Wheeler designs drinks one of three ways: (1) by “negotiating” between seasonal flavors (see: Apricot Bandana) and whatever alcohol he chooses; (2) with a particular type of alcohol, which he plays up, or down, depending on the other flavors; or (3) using a concept — a name or identity or moment — that he picks first and finds the flavors for second.
The sage arrives, and Wheeler places the leaves on top of his creation to add aroma, while also giving the photographer shit for his camera’s flash. We are setting up in one of the bar’s two “living rooms,” which come complete with rugs, leather couches and shelves full of old Vogue magazines, overlarge hourglasses, picture frames featuring Andy Warhol and a vast assortment of flasks, lighters, guidebooks and candles.
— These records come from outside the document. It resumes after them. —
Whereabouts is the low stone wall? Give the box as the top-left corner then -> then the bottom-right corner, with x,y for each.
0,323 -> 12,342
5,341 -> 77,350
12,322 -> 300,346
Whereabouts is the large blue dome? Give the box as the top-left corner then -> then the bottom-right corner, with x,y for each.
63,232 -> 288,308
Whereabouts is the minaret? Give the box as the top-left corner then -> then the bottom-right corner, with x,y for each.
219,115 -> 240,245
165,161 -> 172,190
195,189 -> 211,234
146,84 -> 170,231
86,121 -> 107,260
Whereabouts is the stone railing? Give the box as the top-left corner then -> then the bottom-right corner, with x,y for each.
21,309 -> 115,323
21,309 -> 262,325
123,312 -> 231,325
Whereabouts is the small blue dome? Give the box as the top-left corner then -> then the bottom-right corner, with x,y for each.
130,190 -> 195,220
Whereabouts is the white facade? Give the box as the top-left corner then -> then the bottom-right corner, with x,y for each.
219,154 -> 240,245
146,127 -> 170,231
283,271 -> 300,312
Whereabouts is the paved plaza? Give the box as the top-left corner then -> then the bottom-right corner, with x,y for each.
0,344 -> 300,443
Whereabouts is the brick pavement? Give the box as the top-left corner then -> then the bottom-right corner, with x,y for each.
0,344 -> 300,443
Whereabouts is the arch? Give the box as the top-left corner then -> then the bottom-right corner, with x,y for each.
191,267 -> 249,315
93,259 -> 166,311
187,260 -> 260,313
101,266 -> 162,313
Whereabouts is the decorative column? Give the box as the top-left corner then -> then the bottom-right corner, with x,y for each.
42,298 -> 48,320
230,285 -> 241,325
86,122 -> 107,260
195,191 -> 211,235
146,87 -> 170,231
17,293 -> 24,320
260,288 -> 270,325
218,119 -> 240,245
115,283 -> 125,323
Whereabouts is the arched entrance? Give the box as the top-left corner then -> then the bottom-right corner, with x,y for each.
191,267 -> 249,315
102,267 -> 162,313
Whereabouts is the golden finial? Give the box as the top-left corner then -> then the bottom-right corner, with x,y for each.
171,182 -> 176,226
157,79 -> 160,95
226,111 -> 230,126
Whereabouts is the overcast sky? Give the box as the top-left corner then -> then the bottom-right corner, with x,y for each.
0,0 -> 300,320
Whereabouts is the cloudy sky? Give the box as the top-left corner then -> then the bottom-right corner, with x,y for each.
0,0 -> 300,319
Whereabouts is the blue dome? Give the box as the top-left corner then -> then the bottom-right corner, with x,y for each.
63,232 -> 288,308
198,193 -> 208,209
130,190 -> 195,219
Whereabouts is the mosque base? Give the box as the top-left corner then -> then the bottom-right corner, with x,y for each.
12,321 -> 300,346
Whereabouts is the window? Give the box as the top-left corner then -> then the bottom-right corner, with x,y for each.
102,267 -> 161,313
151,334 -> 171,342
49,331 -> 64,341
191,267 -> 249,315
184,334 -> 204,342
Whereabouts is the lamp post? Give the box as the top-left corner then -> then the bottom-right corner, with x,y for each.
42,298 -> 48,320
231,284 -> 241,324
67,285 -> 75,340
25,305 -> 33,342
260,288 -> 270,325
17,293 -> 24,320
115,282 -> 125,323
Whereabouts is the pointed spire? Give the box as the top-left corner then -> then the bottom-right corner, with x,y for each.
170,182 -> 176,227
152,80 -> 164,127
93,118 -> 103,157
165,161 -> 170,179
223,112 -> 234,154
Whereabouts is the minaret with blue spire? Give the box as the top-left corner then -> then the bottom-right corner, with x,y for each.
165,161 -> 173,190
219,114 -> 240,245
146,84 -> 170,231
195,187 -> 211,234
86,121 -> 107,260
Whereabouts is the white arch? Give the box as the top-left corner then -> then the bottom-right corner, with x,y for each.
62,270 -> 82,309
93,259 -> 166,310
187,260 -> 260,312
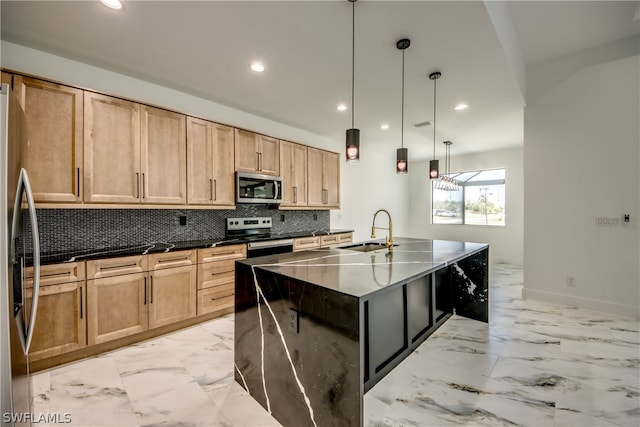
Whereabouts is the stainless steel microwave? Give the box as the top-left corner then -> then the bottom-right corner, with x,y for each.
236,172 -> 282,204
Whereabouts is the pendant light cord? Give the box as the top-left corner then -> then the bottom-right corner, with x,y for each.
433,78 -> 437,160
400,49 -> 404,148
350,0 -> 356,129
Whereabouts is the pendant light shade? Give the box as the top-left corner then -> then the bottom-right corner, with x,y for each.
347,128 -> 360,163
396,147 -> 409,173
345,0 -> 360,163
429,71 -> 442,179
396,39 -> 411,173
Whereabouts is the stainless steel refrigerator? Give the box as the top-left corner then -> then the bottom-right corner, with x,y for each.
0,84 -> 40,426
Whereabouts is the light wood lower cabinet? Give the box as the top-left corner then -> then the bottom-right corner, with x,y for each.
87,251 -> 196,345
293,233 -> 353,252
149,250 -> 197,329
197,244 -> 247,315
26,263 -> 87,361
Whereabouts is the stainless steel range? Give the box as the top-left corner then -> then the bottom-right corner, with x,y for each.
226,217 -> 293,258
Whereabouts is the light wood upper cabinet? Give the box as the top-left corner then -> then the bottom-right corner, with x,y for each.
84,92 -> 187,204
187,117 -> 234,206
280,141 -> 307,208
140,105 -> 187,204
84,92 -> 142,203
235,129 -> 280,176
14,75 -> 83,203
307,147 -> 340,208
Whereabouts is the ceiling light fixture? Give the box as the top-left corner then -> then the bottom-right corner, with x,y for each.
434,141 -> 460,191
396,39 -> 411,173
249,62 -> 264,73
429,71 -> 442,179
346,0 -> 360,163
100,0 -> 122,10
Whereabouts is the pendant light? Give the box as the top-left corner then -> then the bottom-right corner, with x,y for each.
396,39 -> 411,173
346,0 -> 360,163
429,71 -> 442,179
435,141 -> 460,191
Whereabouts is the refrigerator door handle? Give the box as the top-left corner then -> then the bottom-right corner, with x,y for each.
11,168 -> 40,354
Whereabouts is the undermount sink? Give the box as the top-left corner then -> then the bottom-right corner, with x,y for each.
340,242 -> 398,252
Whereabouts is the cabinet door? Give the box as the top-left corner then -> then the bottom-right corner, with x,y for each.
149,265 -> 196,329
26,281 -> 87,361
87,273 -> 149,345
235,129 -> 260,173
140,106 -> 187,204
187,117 -> 214,205
280,141 -> 307,207
258,135 -> 280,176
323,151 -> 340,208
14,76 -> 83,203
307,147 -> 324,207
84,92 -> 140,203
211,123 -> 235,206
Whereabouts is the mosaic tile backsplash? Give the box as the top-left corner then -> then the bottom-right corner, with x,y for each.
25,205 -> 330,253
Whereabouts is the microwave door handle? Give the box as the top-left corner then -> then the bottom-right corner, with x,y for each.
11,168 -> 40,354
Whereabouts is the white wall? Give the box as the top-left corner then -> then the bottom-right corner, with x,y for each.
409,145 -> 524,265
523,37 -> 640,317
0,41 -> 408,244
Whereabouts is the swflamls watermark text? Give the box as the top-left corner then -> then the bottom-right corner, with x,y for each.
2,412 -> 71,424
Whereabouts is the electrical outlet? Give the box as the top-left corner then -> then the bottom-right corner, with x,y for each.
289,308 -> 300,334
596,216 -> 620,227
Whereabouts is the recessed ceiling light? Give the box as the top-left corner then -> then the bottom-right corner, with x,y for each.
100,0 -> 122,10
249,62 -> 264,73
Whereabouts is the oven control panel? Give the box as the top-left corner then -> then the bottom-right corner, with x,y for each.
227,216 -> 272,231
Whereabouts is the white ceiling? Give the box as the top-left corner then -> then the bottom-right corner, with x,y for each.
0,0 -> 640,159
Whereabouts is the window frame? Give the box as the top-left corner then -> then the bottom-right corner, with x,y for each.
430,168 -> 507,227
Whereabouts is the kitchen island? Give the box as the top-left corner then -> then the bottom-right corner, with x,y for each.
235,238 -> 489,426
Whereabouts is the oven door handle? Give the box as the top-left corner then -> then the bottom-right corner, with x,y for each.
273,179 -> 280,200
247,239 -> 293,250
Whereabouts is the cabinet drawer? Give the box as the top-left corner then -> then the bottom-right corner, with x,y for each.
198,261 -> 235,289
198,288 -> 235,316
293,236 -> 320,252
198,244 -> 247,264
25,262 -> 85,288
320,234 -> 338,247
149,250 -> 196,270
87,255 -> 148,279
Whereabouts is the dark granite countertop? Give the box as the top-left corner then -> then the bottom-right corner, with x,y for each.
239,237 -> 489,297
32,229 -> 353,265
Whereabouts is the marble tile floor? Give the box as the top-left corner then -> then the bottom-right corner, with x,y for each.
34,265 -> 640,427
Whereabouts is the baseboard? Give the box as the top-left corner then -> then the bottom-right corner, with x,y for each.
522,288 -> 640,319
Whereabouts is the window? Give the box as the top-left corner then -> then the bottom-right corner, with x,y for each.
431,169 -> 505,226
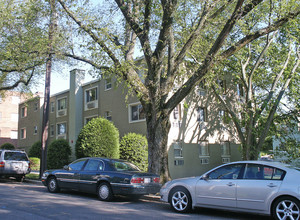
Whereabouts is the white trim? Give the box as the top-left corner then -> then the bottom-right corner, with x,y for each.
83,115 -> 99,125
128,102 -> 146,124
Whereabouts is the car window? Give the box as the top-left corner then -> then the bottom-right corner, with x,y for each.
112,161 -> 140,171
208,164 -> 243,179
244,164 -> 285,180
69,159 -> 87,170
4,151 -> 28,161
83,160 -> 103,171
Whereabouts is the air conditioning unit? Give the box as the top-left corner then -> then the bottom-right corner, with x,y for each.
87,102 -> 95,108
58,109 -> 67,116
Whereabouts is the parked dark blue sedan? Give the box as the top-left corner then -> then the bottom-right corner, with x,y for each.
42,158 -> 161,201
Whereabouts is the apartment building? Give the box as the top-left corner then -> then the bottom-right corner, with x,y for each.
19,69 -> 241,178
0,91 -> 30,147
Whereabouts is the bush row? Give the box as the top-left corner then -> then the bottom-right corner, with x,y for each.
28,117 -> 148,171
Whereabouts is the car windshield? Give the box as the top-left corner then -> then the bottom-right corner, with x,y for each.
4,151 -> 28,161
112,160 -> 140,171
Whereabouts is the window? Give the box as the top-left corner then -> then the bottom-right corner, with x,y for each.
84,160 -> 104,171
69,159 -> 87,170
85,87 -> 98,103
33,126 -> 37,135
21,128 -> 26,139
10,130 -> 18,139
10,113 -> 19,122
50,102 -> 55,113
105,79 -> 112,90
105,111 -> 112,121
130,104 -> 145,122
221,141 -> 230,156
197,107 -> 207,122
50,125 -> 54,137
85,115 -> 98,124
57,123 -> 67,135
173,143 -> 183,158
199,141 -> 209,157
11,96 -> 21,105
244,164 -> 285,180
208,164 -> 243,179
57,98 -> 67,110
34,102 -> 39,112
21,106 -> 27,118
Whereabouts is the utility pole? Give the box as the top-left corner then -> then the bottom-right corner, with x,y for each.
40,0 -> 57,178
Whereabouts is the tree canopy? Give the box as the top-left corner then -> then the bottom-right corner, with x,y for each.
58,0 -> 300,181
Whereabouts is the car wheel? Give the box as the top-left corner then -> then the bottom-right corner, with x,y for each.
16,175 -> 24,182
97,183 -> 113,201
272,196 -> 300,220
170,187 -> 192,213
47,177 -> 60,193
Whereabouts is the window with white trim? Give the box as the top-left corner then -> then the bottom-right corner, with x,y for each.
50,125 -> 54,137
57,122 -> 67,136
33,126 -> 37,135
21,106 -> 27,118
57,98 -> 67,111
173,142 -> 183,158
197,107 -> 207,122
199,141 -> 209,157
129,104 -> 146,122
20,128 -> 26,139
105,111 -> 112,121
105,78 -> 112,90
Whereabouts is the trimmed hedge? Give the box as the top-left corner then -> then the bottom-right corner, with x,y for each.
75,117 -> 119,158
120,133 -> 148,171
28,141 -> 42,158
47,139 -> 71,169
29,157 -> 41,170
0,143 -> 16,150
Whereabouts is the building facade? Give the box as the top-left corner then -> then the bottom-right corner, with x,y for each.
19,70 -> 241,178
0,91 -> 30,147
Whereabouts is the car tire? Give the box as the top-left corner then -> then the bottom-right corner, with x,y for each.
169,187 -> 192,213
97,182 -> 113,202
47,177 -> 60,193
271,196 -> 300,220
16,175 -> 24,183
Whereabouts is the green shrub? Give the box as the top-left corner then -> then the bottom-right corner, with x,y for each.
0,143 -> 16,150
29,157 -> 41,170
120,133 -> 148,171
47,139 -> 71,169
75,117 -> 119,158
28,141 -> 42,158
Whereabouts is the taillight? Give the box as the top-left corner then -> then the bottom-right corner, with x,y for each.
130,177 -> 144,183
153,177 -> 160,183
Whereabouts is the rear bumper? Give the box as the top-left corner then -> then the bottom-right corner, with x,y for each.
112,184 -> 161,195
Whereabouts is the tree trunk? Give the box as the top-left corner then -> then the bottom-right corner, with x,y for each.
146,108 -> 170,183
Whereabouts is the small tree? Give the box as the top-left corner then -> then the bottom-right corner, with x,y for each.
75,117 -> 119,158
1,143 -> 16,150
28,141 -> 42,158
47,139 -> 71,169
120,133 -> 148,171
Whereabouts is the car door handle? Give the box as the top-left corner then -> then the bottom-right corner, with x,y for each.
267,183 -> 277,188
227,182 -> 235,186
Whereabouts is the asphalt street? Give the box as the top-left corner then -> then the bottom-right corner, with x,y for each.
0,179 -> 270,220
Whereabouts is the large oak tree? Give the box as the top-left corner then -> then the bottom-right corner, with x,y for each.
58,0 -> 300,181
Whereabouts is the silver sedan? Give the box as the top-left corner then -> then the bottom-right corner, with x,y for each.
160,161 -> 300,220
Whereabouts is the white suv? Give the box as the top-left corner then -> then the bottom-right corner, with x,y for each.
0,150 -> 31,182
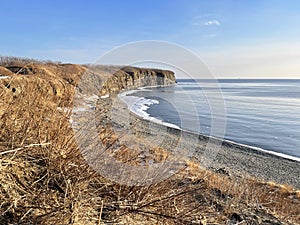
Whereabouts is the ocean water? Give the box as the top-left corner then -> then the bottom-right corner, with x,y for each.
120,79 -> 300,157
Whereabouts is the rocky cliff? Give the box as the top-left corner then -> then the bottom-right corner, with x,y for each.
100,67 -> 176,95
0,64 -> 176,105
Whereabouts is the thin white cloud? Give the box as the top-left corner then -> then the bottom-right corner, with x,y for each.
203,20 -> 221,26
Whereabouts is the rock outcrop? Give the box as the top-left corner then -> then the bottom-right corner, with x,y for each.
100,67 -> 176,95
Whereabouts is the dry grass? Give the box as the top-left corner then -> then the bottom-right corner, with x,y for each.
0,58 -> 300,224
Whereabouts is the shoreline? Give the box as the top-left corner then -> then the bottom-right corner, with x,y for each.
117,88 -> 300,162
114,89 -> 300,188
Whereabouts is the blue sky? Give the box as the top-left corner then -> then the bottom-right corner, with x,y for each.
0,0 -> 300,78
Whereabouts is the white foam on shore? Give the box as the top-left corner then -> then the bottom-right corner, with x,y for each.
118,89 -> 181,129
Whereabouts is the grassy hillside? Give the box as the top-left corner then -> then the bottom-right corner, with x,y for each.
0,58 -> 300,225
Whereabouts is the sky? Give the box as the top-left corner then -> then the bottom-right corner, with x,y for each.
0,0 -> 300,78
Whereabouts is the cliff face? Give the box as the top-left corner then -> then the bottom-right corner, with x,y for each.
100,67 -> 176,95
0,64 -> 176,104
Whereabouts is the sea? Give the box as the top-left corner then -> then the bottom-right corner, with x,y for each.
119,79 -> 300,159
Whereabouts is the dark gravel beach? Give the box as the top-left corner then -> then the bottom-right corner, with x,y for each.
107,97 -> 300,188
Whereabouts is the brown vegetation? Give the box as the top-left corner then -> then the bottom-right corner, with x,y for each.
0,57 -> 300,224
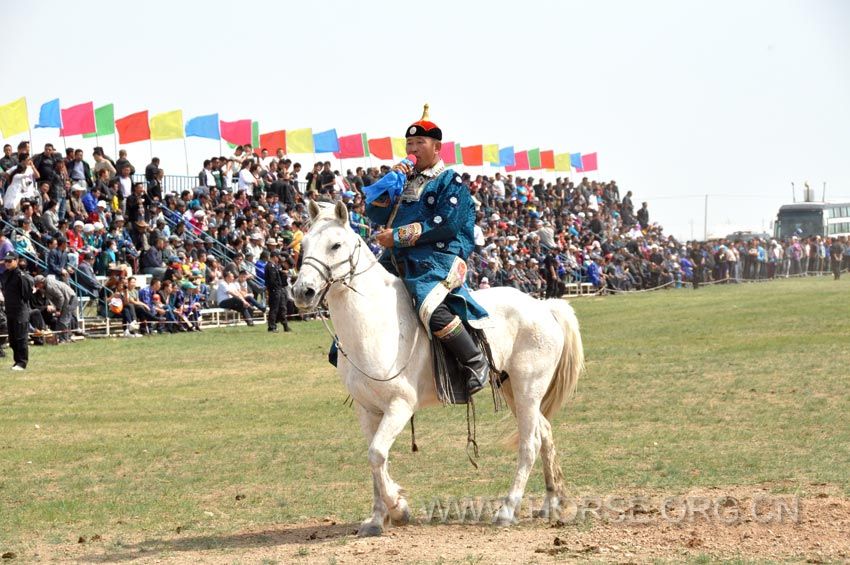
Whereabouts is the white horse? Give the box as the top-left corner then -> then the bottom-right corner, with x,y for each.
293,201 -> 584,536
It’s like the “best of” hits from a vintage shop in The Village, all positioned nicely and set against walls painted white and bathrooms with either a plug or a socket stenciled on them. The Sunrise Special is light and agreeable, refreshing in the way a mimosa can be.
“It’s for a morning in Aspen,” said Wheeler. “To split with a few friends and scratch that itch that is alcohol addiction.” Sage and salty umami whiskey isn’t the first thing that comes to mind for Super Bowl imbibing, but, at a bar that holds “Bring Your Own Vinyl” night, it’s not out of the question.
6 dashes Angostura bitters
1.5 ounce lime juice
1.5 ounce sage syrup
1.5 ounce Small Hands pineapple gum syrup
3 ounces Dolin Blanc semi-sweet vermouth (it pulls overly sweet or bitter cocktails toward the middle)
4.5 ounces Two James Johnny Smoking Gun whiskey (umami whiskey, the “key ingredient”)
2 Hite Beer (cans for garnish)
Sage leaves (garnish)
Big copper bowl (or flower vase for the adventurous)
1. Combine all ingredients, except beer, in shaker, with a little ice. Shake well.
2. Strain into copper bowl filled with 2 handfuls of ice.
3. Pour in 2 cans of beer — don’t be afraid of the froth.
4. Garnish with sage leaves and beer cans. Serve.